Ultimately the legislation itself hasn't changed that much, as conservative Le Figaro notes. Helping someone enter France illegally could cost you five years in prison and a 30,000-euro fine.
“At a time when the European Union is tearing itself apart over migration questions and as far-right parties are gaining ground on the continent, this decision undeniably constitutes an important victory for charities and those who had appealed to the council on this pressing constitutional issue," ” writes Le Monde.
Behind this call for change is a farmer, Cédric Herrou, who became the poster boy for those defending the migrants in the Rova valley which is one of the main points of passage to France for migrants who arrive in Europe via Italy.
He was sentenced to a four-month suspended sentence last August for transporting some 200 migrants, mainly Eritrean and Sudanese, to a camp he had set up for them. The other plaintiff, university lecturer Pierre-Alain Mannoni, had accompanied three Eritreans to a train station and was given a two-month suspended sentence.

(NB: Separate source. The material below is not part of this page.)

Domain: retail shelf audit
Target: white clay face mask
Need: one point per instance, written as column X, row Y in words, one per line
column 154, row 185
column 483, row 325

French photographer in Bangladesh
Libération dedicates most of its pages to photography, featuting amongst others the work of Antoine d’Agata, who spent time in Bangladesh in a Rohingya refugee camp.
He was moved by the “fatalism” of the persecuted people and will be exhibiting his work in Dacca next September.
None of the photos feature refugees but simple their “homes” in the camp.
“It’s a photographic renunciation in reaction to how impossible it is to account for the destinies, sufferings and tragedies," he tells the paper.
"There the past is unacceptable but so are the present and the future."